This repository provides the Python implementation of MusAE, an Adversarial Autoencoder able to generate and modify musical MIDI sequences in a meaningful way. This model is written in Keras, using TensorFlow backend. You can learn more about MusAE by reading this paper on ArXiv. You can also listen to some of the results that I've uploaded on my YouTube channel.
- File main.py is the main script. It basically just calls the appropriate functions of other scripts, according to the chosen configuration settings.
- File config.py contains the model's configuration settings.
- Files train.py, train_gm.py, encoders.py, decoders.py, discriminator.py, contains the actual models' implementations and training processes.
- File dataset.py contains helper functions used for preprocessing, postprocessing and accessing the dataset.
The main dependencies are:
- Keras 2.2.2
- TensorFlow 1.12
plus a number of other various python libraries. You should be able to install everything using the musae.yml file provided in the repository.
First, you need to create the dataset. You need to download a set of MIDI files and then create the corresponding pianorolls. The scripts in dataset.py are already tuned to preprocess the MIDI Lakh Dataset, so I suggest you to use that. But you can use any set of MIDI files you want. In order to start the preprocessing phase, you should set the configuration variable preprocessing to True in config.py. Then run main.py. The preprocessing phase may take some time, even days, depending on your dataset's size.

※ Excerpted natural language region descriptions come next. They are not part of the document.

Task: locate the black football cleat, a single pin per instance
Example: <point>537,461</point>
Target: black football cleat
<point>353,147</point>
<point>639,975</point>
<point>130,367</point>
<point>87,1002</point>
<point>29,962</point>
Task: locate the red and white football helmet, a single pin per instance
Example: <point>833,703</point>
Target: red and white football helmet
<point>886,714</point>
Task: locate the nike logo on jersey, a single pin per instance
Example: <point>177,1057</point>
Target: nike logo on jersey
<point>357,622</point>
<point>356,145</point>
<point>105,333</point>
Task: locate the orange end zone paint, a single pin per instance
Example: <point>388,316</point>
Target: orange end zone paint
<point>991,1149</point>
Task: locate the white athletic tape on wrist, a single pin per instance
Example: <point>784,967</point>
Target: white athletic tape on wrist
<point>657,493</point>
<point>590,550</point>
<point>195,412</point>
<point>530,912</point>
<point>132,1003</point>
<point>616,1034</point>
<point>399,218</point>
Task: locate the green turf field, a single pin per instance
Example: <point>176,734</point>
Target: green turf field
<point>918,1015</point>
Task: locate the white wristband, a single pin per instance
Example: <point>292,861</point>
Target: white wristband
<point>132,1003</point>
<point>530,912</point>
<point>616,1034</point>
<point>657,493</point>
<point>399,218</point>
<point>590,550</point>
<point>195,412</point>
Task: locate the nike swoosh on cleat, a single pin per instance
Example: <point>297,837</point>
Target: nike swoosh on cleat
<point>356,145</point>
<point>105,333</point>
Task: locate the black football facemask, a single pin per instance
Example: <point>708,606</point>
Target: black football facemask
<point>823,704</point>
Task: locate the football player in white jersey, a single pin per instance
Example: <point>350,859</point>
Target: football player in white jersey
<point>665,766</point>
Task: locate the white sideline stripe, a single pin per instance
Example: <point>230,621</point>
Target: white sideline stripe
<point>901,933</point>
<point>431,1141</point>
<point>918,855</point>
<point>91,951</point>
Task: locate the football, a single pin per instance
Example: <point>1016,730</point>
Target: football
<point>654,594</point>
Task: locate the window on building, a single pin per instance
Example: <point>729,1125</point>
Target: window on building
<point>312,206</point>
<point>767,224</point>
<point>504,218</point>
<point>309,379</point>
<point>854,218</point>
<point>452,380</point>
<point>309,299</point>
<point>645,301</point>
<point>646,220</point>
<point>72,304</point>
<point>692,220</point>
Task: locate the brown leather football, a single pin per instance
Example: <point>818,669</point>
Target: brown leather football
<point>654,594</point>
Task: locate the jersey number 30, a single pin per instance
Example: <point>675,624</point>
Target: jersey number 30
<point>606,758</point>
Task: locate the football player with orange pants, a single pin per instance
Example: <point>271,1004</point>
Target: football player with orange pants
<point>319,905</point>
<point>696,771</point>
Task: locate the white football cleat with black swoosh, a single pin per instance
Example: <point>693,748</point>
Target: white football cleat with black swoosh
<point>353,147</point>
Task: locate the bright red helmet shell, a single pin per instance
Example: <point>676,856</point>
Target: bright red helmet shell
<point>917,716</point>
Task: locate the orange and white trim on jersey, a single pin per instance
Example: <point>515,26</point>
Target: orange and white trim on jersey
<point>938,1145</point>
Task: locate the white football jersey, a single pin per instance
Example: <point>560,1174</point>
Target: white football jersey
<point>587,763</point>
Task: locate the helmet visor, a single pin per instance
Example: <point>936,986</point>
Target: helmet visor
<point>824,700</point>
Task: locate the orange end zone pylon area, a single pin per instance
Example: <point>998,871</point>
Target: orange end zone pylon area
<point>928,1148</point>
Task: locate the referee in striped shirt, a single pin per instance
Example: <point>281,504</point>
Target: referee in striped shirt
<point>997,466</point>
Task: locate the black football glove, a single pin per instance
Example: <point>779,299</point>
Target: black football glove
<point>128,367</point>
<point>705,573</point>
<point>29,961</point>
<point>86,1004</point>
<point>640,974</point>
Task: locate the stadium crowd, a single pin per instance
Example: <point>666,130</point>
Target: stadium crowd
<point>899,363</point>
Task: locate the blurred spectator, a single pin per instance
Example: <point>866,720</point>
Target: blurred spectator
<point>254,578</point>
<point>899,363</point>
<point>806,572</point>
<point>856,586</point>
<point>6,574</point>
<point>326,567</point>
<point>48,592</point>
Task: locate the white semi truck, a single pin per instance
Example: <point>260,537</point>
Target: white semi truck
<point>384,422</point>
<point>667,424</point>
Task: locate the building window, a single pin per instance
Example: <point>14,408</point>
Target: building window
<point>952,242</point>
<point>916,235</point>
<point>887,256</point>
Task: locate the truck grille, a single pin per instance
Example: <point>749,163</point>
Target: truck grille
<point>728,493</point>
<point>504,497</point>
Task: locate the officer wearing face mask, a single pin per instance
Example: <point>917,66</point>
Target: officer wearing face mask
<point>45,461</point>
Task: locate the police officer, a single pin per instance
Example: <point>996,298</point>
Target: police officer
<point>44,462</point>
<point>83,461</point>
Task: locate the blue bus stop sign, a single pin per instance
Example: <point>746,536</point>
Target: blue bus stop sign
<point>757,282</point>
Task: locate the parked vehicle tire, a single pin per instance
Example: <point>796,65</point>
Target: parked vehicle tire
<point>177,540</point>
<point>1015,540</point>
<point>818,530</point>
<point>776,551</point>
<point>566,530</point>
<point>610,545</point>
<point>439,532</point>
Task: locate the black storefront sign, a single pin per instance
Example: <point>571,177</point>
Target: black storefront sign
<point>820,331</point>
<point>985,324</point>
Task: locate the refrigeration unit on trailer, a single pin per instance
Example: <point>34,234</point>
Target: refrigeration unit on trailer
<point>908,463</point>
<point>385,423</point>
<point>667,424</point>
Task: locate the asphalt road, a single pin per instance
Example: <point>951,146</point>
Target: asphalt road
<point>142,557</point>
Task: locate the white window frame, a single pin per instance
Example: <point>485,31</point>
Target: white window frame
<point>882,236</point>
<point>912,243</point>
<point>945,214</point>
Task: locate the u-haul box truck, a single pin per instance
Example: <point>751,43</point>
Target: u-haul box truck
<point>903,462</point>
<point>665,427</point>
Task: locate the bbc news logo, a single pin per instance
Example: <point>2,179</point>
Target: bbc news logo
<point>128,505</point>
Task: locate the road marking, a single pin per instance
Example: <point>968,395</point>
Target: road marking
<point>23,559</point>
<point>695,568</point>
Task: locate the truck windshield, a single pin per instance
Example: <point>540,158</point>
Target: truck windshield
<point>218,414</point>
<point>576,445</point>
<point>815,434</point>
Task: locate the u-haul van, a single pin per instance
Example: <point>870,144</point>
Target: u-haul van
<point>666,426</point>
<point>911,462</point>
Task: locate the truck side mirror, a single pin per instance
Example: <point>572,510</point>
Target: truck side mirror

After the dataset has been created, you can actually train the model. Just set preprocessing=False and re-run main.py. Training can, again, take a long time, depending on the actual dataset size and on the model architecture. Be sure to instatiate the appropriate version of MusAE (single gaussian or gaussian mixture) with the specific training file.
In config.py you can freely change many model parameters, from the number of latent variable to the number of hidden layers of the many architectural components. The parameters name should be quite auto-explicatives.
For any other additional information, you can email me at [email protected].
You're free (and encouraged) to make your own contributions to this project.
Just be nice, and respecful of each other!
All source code from this project is released under the MIT license.